What has struck me in writing of these formative books are the many threads that have emerged in my later life, one of which has been my obsession with rooks. In “Darkness is Rising”, a sign that dark forces are building is the strange, watchful behaviour of the rooks. I am always aware of them flying homeward above me at the end of a day’s drawing, reminding me that it is time to return home, and each January I visit their rookery in the next village and listen to their clamorous nestbuilding, something I look forward to each year.
I would love to hear of your favourite childhood books, or indeed any novel that brings comfort at Christmas, and can you see connections to your adult selves?
Next week I shall be visiting North Norfolk for a few days for the Winter Solstice and hope to return with a sketchbook of wintry drawings to share with you next time.
I shall return in the New Year, but wanted to thank you all for the support in this new Substack adventure, it has meant a great deal. I wish you all a happy and peaceful Christmas.

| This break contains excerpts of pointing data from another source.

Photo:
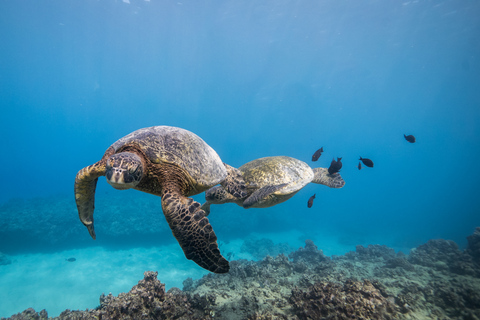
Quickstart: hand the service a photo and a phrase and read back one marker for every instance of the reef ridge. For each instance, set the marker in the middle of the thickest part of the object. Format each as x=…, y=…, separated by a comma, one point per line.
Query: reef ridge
x=436, y=280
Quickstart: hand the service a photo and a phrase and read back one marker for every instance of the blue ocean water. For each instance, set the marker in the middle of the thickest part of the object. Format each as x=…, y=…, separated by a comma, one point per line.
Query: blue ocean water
x=253, y=79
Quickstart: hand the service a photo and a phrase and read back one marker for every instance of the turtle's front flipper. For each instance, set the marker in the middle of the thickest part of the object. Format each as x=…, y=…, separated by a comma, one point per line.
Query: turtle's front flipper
x=234, y=182
x=321, y=176
x=260, y=194
x=85, y=184
x=218, y=195
x=193, y=231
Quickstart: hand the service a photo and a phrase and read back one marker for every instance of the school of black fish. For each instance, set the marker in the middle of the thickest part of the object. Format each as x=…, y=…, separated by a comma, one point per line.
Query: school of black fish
x=335, y=166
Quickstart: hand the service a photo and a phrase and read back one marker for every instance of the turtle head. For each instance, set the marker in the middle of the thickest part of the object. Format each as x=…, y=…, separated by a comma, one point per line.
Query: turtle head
x=124, y=170
x=218, y=195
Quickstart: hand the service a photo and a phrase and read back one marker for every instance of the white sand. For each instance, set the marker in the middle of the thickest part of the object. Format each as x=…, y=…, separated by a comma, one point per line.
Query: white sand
x=48, y=281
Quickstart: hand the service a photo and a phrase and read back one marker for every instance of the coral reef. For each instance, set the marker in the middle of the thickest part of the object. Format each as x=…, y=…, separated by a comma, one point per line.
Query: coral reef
x=436, y=281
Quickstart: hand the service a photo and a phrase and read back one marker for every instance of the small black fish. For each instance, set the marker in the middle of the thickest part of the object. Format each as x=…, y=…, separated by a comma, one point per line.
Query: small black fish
x=335, y=166
x=367, y=162
x=310, y=201
x=317, y=154
x=410, y=138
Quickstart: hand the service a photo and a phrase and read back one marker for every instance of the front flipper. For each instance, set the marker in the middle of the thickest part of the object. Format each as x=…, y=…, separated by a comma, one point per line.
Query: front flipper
x=261, y=194
x=85, y=184
x=193, y=231
x=234, y=182
x=218, y=195
x=321, y=176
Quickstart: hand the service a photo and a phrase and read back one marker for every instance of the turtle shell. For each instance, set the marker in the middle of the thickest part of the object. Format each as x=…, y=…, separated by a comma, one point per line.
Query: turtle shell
x=164, y=144
x=275, y=171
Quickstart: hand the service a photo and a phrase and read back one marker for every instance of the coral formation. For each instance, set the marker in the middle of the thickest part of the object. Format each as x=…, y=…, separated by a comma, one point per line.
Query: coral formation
x=436, y=281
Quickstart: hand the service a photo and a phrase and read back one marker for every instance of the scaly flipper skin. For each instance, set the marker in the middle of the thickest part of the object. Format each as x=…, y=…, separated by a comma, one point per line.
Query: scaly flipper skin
x=321, y=176
x=85, y=184
x=218, y=195
x=193, y=231
x=261, y=194
x=234, y=182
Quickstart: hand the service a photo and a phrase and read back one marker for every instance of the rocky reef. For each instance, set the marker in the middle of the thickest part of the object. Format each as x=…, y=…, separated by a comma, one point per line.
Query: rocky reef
x=436, y=280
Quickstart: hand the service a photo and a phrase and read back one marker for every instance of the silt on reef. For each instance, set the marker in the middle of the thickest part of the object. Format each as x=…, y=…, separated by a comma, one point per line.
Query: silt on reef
x=436, y=281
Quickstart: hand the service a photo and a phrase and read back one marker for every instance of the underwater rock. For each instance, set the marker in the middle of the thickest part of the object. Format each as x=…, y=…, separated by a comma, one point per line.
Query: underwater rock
x=371, y=283
x=260, y=248
x=4, y=260
x=309, y=254
x=371, y=253
x=351, y=300
x=399, y=262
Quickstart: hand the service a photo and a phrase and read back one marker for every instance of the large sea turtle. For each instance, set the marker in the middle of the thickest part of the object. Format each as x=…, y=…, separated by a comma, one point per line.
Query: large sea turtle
x=272, y=180
x=172, y=163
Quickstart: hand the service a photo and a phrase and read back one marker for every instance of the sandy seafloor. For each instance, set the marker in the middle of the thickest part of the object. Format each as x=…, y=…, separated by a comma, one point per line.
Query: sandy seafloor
x=48, y=281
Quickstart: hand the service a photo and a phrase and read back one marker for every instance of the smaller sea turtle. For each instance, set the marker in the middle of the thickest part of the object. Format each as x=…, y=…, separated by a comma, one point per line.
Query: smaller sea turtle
x=172, y=163
x=272, y=180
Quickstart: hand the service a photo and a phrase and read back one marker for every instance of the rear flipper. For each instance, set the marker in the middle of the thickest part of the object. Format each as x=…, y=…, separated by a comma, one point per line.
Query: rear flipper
x=261, y=194
x=193, y=232
x=234, y=183
x=321, y=176
x=85, y=185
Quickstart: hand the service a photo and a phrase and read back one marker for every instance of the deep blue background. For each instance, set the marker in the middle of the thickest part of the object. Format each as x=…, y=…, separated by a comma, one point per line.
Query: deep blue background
x=254, y=79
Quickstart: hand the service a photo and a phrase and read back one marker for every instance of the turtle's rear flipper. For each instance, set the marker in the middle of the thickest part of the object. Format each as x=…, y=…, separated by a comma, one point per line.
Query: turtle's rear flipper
x=321, y=176
x=85, y=184
x=261, y=194
x=234, y=182
x=206, y=207
x=193, y=232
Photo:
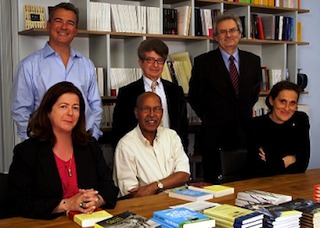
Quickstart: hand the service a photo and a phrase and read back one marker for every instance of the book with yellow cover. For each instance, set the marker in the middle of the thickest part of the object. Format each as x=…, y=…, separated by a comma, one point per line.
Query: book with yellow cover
x=217, y=190
x=234, y=214
x=88, y=220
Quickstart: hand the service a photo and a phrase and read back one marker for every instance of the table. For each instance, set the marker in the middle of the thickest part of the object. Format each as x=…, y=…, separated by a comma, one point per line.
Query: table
x=296, y=185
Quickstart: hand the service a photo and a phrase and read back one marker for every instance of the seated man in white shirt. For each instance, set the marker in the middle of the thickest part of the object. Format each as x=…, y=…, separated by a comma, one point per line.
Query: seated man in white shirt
x=150, y=158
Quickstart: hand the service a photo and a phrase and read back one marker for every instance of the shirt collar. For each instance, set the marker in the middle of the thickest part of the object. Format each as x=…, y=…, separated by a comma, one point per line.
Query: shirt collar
x=147, y=81
x=49, y=51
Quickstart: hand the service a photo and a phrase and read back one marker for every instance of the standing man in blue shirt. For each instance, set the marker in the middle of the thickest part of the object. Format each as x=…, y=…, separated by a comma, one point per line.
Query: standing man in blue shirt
x=54, y=63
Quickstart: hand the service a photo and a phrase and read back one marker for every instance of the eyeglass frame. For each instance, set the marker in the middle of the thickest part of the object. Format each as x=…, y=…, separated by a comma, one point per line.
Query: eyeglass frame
x=230, y=31
x=152, y=60
x=147, y=109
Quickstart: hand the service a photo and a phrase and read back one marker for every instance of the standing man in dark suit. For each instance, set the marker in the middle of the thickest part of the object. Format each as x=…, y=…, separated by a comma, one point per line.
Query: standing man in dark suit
x=152, y=55
x=224, y=104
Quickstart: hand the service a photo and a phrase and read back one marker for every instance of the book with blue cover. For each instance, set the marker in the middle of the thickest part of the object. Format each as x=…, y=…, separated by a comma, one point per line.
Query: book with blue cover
x=190, y=195
x=181, y=217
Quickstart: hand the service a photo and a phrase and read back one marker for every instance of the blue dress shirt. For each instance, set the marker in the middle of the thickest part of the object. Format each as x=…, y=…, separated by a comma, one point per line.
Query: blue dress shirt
x=36, y=73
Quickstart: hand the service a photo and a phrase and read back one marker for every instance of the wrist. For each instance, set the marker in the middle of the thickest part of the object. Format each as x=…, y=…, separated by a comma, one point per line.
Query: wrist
x=100, y=201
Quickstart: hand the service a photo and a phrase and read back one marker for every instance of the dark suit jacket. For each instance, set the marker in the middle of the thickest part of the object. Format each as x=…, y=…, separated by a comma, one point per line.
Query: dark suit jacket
x=124, y=119
x=34, y=181
x=212, y=96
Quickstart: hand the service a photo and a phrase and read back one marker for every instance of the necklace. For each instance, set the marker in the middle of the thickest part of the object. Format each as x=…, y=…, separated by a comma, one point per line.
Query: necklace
x=69, y=167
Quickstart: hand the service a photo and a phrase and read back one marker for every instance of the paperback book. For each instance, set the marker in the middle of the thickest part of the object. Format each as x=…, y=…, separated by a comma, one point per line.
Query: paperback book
x=216, y=190
x=257, y=196
x=181, y=217
x=233, y=214
x=124, y=219
x=198, y=206
x=190, y=195
x=88, y=220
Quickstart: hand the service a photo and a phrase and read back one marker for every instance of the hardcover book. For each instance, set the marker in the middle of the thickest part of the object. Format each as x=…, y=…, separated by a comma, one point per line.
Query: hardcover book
x=124, y=219
x=257, y=196
x=87, y=220
x=190, y=195
x=234, y=214
x=181, y=217
x=216, y=190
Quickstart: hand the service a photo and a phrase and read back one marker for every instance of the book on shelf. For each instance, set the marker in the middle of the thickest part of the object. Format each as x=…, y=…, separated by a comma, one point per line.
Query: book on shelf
x=233, y=214
x=35, y=17
x=88, y=220
x=170, y=21
x=268, y=22
x=258, y=196
x=182, y=218
x=183, y=19
x=217, y=190
x=124, y=219
x=190, y=195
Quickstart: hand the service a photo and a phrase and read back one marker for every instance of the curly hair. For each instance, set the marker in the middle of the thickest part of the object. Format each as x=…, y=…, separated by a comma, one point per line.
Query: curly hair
x=40, y=127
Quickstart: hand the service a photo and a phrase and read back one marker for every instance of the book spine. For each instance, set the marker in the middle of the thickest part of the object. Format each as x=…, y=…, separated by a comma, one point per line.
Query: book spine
x=166, y=221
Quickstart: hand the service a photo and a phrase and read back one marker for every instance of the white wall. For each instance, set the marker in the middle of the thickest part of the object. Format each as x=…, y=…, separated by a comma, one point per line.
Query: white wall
x=308, y=60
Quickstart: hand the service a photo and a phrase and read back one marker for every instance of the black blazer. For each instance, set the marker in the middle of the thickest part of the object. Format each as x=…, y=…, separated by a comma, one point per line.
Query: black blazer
x=212, y=96
x=34, y=181
x=124, y=119
x=211, y=92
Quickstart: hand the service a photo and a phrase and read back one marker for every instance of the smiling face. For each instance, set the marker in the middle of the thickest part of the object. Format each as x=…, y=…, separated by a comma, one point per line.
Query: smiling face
x=65, y=113
x=149, y=114
x=152, y=70
x=284, y=106
x=228, y=35
x=62, y=27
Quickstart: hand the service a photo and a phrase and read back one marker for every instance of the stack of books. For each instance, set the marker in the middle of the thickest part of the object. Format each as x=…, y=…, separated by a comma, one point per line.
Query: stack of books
x=310, y=211
x=227, y=215
x=190, y=195
x=88, y=220
x=216, y=190
x=126, y=219
x=260, y=197
x=277, y=216
x=182, y=217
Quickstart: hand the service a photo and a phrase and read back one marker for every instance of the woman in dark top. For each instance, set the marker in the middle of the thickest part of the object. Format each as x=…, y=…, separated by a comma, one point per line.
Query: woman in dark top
x=278, y=142
x=60, y=167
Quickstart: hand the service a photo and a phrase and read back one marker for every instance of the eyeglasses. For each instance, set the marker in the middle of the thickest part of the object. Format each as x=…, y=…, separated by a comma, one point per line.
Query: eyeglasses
x=151, y=60
x=230, y=31
x=147, y=109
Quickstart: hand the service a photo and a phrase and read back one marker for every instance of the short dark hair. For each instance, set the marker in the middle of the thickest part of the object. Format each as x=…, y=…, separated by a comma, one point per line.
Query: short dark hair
x=223, y=17
x=155, y=45
x=39, y=124
x=277, y=88
x=66, y=6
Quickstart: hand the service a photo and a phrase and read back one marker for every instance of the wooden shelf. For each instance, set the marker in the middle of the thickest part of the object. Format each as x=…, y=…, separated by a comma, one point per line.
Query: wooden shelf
x=123, y=35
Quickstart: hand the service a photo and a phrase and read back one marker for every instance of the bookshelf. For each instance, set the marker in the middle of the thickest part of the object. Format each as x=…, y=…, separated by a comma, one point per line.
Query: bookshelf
x=109, y=49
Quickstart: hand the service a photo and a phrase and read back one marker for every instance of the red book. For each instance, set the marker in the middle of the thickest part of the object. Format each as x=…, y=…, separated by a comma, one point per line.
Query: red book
x=260, y=28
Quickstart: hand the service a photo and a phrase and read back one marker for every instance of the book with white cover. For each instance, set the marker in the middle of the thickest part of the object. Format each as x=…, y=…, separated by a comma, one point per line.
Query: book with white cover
x=184, y=17
x=258, y=196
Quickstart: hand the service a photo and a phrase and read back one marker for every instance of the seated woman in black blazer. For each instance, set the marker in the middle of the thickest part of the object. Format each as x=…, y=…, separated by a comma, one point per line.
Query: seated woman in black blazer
x=60, y=167
x=279, y=142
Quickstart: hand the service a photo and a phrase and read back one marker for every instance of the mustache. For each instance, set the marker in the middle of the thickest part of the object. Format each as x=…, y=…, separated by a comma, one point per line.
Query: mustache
x=155, y=119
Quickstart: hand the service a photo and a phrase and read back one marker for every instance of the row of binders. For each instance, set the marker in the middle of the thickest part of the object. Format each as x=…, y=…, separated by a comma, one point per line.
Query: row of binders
x=272, y=27
x=277, y=3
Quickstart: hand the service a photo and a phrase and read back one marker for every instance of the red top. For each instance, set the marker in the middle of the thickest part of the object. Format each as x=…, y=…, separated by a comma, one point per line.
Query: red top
x=68, y=176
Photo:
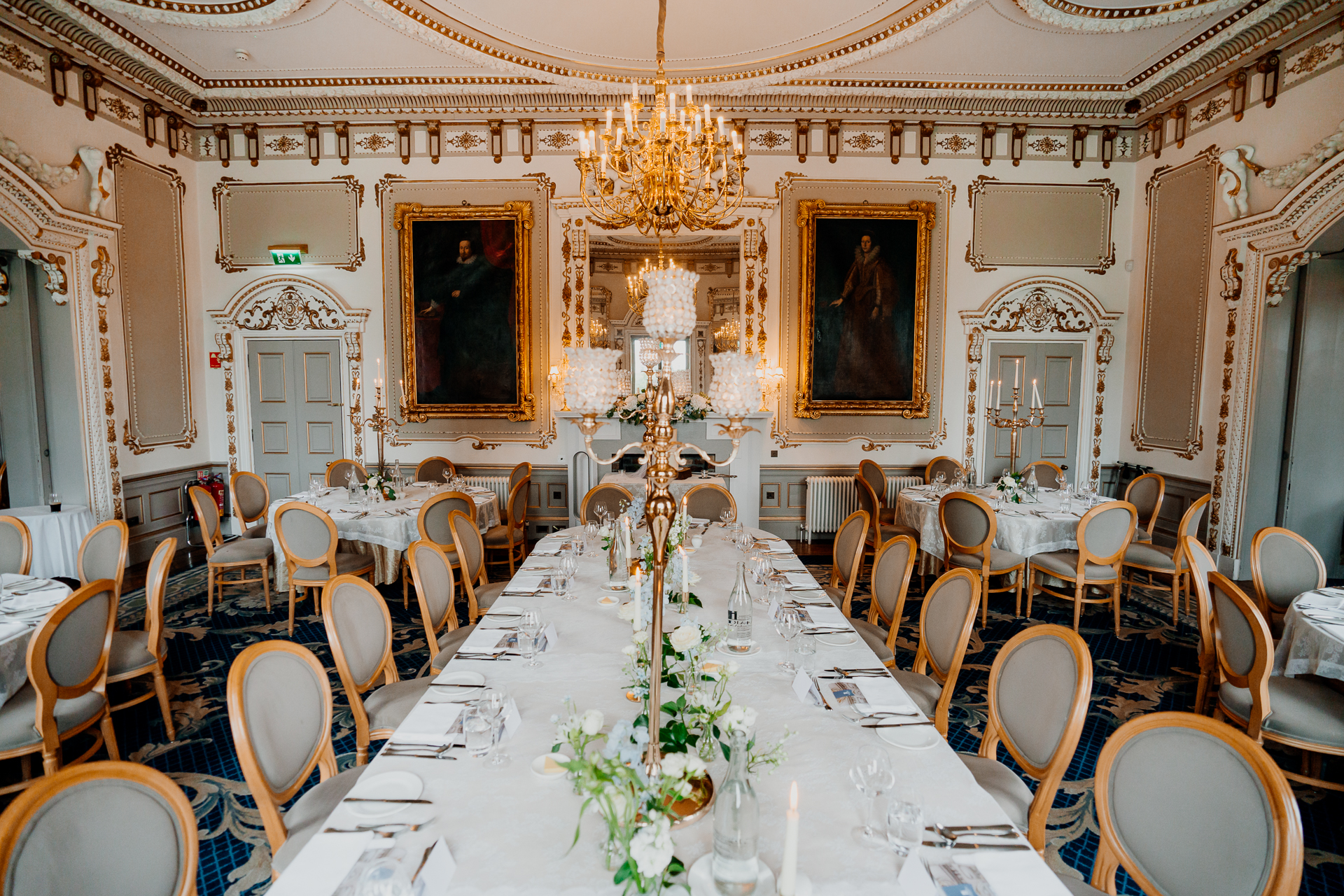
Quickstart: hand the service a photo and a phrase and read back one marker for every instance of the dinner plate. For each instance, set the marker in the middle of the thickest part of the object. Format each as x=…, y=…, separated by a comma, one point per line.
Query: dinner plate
x=390, y=785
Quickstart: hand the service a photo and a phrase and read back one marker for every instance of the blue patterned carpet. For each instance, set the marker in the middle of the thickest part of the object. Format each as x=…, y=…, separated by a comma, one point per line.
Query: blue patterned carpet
x=1145, y=669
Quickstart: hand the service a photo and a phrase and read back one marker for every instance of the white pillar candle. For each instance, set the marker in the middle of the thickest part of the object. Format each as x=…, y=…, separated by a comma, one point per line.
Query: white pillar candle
x=790, y=868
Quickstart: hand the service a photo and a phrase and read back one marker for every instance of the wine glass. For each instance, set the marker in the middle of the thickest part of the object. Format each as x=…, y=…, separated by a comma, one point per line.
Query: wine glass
x=873, y=776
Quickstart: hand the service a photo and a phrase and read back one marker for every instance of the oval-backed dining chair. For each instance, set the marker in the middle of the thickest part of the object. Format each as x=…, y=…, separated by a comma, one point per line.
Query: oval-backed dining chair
x=67, y=682
x=141, y=653
x=359, y=630
x=308, y=540
x=337, y=470
x=847, y=561
x=252, y=500
x=118, y=830
x=1145, y=492
x=280, y=713
x=15, y=546
x=1102, y=536
x=945, y=621
x=220, y=558
x=1296, y=713
x=1190, y=806
x=969, y=527
x=609, y=496
x=437, y=596
x=707, y=501
x=435, y=469
x=891, y=571
x=1040, y=687
x=1284, y=564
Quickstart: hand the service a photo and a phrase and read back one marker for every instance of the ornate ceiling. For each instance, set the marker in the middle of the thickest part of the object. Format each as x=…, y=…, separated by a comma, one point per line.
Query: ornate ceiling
x=1113, y=61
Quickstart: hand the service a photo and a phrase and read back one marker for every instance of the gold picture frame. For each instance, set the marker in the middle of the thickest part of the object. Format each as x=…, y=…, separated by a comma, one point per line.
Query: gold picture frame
x=808, y=403
x=522, y=406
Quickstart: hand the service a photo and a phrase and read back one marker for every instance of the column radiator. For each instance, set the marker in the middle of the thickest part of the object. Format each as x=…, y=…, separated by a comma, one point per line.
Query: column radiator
x=831, y=498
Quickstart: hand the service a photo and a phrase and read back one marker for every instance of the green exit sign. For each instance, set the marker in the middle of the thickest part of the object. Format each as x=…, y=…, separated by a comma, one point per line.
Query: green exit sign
x=288, y=254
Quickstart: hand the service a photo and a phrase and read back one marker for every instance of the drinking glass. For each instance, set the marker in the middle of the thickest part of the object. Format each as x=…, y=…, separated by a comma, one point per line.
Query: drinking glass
x=873, y=776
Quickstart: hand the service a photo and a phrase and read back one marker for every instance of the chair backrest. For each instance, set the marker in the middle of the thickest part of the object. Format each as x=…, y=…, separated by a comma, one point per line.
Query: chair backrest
x=1190, y=805
x=15, y=546
x=706, y=501
x=609, y=496
x=280, y=713
x=1105, y=532
x=433, y=469
x=100, y=830
x=1145, y=492
x=336, y=472
x=891, y=568
x=104, y=552
x=945, y=465
x=307, y=536
x=968, y=523
x=1040, y=690
x=252, y=498
x=433, y=516
x=1284, y=564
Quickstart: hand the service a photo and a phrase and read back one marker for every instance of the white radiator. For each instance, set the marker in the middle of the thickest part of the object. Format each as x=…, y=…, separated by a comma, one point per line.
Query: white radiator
x=831, y=498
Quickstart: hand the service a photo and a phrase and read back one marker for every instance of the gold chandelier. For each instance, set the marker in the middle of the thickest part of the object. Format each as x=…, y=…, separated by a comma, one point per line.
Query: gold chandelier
x=670, y=171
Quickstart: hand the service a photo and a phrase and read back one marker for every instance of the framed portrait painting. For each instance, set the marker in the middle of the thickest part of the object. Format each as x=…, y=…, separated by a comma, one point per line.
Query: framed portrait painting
x=864, y=302
x=465, y=304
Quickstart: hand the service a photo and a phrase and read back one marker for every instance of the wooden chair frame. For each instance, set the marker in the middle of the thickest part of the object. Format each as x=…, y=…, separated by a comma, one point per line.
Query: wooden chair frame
x=924, y=659
x=1257, y=681
x=1085, y=556
x=214, y=570
x=155, y=643
x=324, y=757
x=295, y=564
x=26, y=538
x=1053, y=773
x=952, y=546
x=1287, y=820
x=1180, y=577
x=49, y=691
x=588, y=498
x=354, y=688
x=22, y=811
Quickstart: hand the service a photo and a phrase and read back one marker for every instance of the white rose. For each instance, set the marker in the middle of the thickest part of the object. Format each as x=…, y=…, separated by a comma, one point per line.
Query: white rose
x=592, y=722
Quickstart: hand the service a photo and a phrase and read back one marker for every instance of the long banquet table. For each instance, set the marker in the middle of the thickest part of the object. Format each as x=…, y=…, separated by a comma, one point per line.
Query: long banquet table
x=510, y=830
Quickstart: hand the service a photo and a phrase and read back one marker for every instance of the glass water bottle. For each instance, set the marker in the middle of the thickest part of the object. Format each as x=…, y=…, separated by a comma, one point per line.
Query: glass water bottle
x=737, y=827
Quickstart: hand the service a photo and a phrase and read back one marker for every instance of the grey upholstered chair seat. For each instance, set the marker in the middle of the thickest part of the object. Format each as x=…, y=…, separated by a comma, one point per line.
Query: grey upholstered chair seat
x=388, y=706
x=1065, y=564
x=19, y=713
x=1151, y=555
x=874, y=637
x=244, y=550
x=346, y=564
x=308, y=816
x=999, y=561
x=923, y=690
x=1298, y=708
x=999, y=780
x=130, y=652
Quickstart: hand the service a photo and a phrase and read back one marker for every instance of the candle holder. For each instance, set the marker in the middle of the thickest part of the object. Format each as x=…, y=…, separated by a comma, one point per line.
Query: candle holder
x=1035, y=418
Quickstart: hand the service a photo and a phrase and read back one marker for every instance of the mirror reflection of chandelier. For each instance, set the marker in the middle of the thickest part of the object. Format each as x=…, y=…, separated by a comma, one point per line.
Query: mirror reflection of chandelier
x=673, y=169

I am so glad you share my love of these books. I never tire of reading them - I am currently rereading The Children of Green Knowe - and the passage at Midnight Mass is quite unforgettable. I hope to fit in The Dark is Rising too! But I should also have mentioned A Christmas Carol, which I love. I have a reading of it by Anton Lesser, which is extraordinary, and will certainly listen again before Christmas! Thank you very much for taking the tiome to read it x
What a lovely post. So pleased to see Lucy M Boston's atmospheric Green Knowe books mentioned - with those powerful illustrations. I read them as a child, wept over Stranger at Green Knowe (heartbreaking) and was terrified by An Enemy of Green Knowe. The Dark is Rising was the first of that Susan Cooper sequence I read as a child - I think it's the best of them all. So compelling, so clever in the way in moves between the ancient past and the present, layering time. A superb book. My annual Christmas re-read is The Christmas Carol, which always works its magic on me.